La Chine n'assume pas son rôle de troisième puissance économique du monde. Elle continue d'agir comme lorsque sa taille était négligeable, profitant de son insertion dans la division internationale du travail, exportant et prospérant en passager clandestin. Désormais le passager clandestin occupe toute la cale, il met le navire en péril.
La façon dont a été éconduit Barack Obama lors de sa visite à Pékin sur la question d'une réévaluation du yuan a signé un refus de responsabilité. Il fut répondu au président américain que le coupable de la crise était les Etats-Unis. Que la Federal Reserve hausse ses taux d'intérêt et que la Maison-Blanche resserre ses déficits budgétaires, le dollar se redressera et le yuan avec.

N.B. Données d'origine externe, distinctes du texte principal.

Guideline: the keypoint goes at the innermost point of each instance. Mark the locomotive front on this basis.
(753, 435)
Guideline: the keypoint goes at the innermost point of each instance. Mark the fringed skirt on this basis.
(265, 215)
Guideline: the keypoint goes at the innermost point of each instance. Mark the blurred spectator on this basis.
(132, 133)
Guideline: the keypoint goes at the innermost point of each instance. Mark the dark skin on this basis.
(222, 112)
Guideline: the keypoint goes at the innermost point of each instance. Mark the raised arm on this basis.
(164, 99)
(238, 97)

La façon dont les autorités chinoises ont reçu, quinze jours plus tard, MM. Almunia, Juncker et Trichet, venus le week-end dernier à Nankin demander la même chose sur le yuan y a ajouté du mépris. Wen Jiabao, le Premier ministre chinois, a sèchement refusé toute discussion et il a fait paraître un communiqué agressif expliquant que cette réévaluation ne viserait en fait qu'« à restreindre le développement de l'économie chinoise ». Les trois Européens venus en quémandeurs ont été repoussés comme s'ils étaient encore à bord d'une canonnière. L'Europe voudrait du mal à la Chine.
La nouvelle puissance chinoise accepte, très doucement, de participer à certaines affaires du monde. On l'a vu en Corée du Nord et, très singulièrement, sur l'Iran, les Chinois ayant rejoint les Américains et les Européens, en même temps que les Russes, pour condamner le programme nucléaire secret de Téhéran. La promesse de réduire de 45 % son intensité carbone est, si l'on veut être indulgent, à ranger dans cette catégorie. Encore que la promesse est faible (au total les émissions de CO2 augmenteront d'au moins 50 %) et elle s'accompagne d'une exigence de compensations financières et technologiques que le Nord, là encore « coupable », doit verser au Sud, dont la Chine.

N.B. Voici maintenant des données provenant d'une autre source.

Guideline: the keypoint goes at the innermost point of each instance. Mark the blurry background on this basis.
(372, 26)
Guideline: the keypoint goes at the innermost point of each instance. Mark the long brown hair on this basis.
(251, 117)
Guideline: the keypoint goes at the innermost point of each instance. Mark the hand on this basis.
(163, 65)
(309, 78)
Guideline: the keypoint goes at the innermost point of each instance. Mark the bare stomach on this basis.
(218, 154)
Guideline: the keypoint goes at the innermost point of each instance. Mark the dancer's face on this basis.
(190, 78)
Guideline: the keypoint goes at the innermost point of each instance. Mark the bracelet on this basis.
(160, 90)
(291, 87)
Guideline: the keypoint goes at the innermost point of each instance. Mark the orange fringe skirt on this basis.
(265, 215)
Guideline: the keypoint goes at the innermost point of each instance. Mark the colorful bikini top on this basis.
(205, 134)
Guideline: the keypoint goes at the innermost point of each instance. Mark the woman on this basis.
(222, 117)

En matière économique, on ne voit aucun progrès. La question du yuan est déterminante car elle signifie que la stratégie chinoise reste l'exportation. Sans doute ne peut-on demander à ce pays, qui détient 2.200 milliards de dollars dans ses caisses, de dévaluer cette richesse en réévaluant brutalement le yuan. Mais il faudra pourtant que Pékin accepte de voir que la demande des Américains et des Européens est légitime. Un pays qui croît de 8 % l'an, comme ce sera la cas cette année, et qui accumule des excédents commerciaux gigantesques doit voir sa monnaie se réévaluer. La réévaluation du yuan rendrait les importations moins onéreuses, c'est-à-dire améliorerait le pouvoir d'achat de la population chinoise.
Le refus monétaire s'accompagne d'un plan de relance axé sur les investissements. La Chine a décidé d'une relance gigantesque de 14 % de son PIB (contre 2 % en France) ; tout le monde la félicite. Elle devient un « moteur » qui se substitue à l'américain, défaillant. Mais, dans le contenu de ce plan, on déplore pourtant une part destinée à augmenter la consommation intérieure encore faible et une part supérieure pour les investissements dans les infrastructures et les capacités de production. Ces nouvelles unités vont encore renforcer les surcapacités existantes tandis que certains salaires privés ont baissé et que la Chine dépense toujours deux fois moins que le Brésil pour soigner ses habitants. La Chine augmente son offre alors que le monde a besoin qu'elle accroisse beaucoup plus vite sa demande.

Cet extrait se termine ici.